The author of “Chart Your Own Course,” Caryn A. Spain (mentioned in my last article, “Start Here to Figure Out Your Life’s Purpose”), used this theory when she came up with the methodology for writing a strategic vision statement. Her approach was somewhat novel; most vision statements are simple, one or two sentence lines that are easily memorized, but in my opinion, not of much use if one doesn’t include a strategy to achieve it. My favorite business quote is: There are no good ideas. There is only good execution.
A vision strategy should focus on four things then. Please note that this doesn’t mean you are not going to do other things, it merely means you will spend most of your resources — time, energy, money — on making sure that you focus on doing a fantastic job on those four things. More on this in Part 2.
The Four Questions
In case you didn’t read my aforementioned article, I will summarize it here because you will need to use it as a foundation to build your vision strategy. It is a list of at least fifty skills, strengths and talents that you possess. I call the list, My Top 50.
You can do a vision strategy for both your career/business and for your personal life. You will just need to do a separate Top 50 for each.
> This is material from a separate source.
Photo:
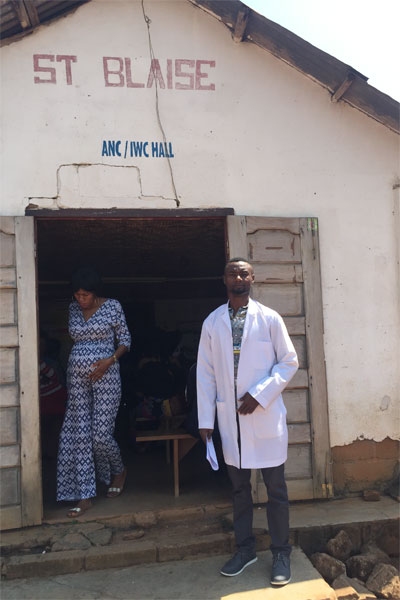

I recommend doing that anyhow.
Consider your Top 50 list and pick out the talents, strengths and skills that best answer the following four questions:
1. How have I made the most money?
2. What will be most relevant for the future?
3. What do I do better than my competitors?
4. What is my personal definition of success?
You can only pick one for each question, and you can’t use the same skill for more than one question. Go ahead and write those down along with accompanying notes, and sleep on it for a few days.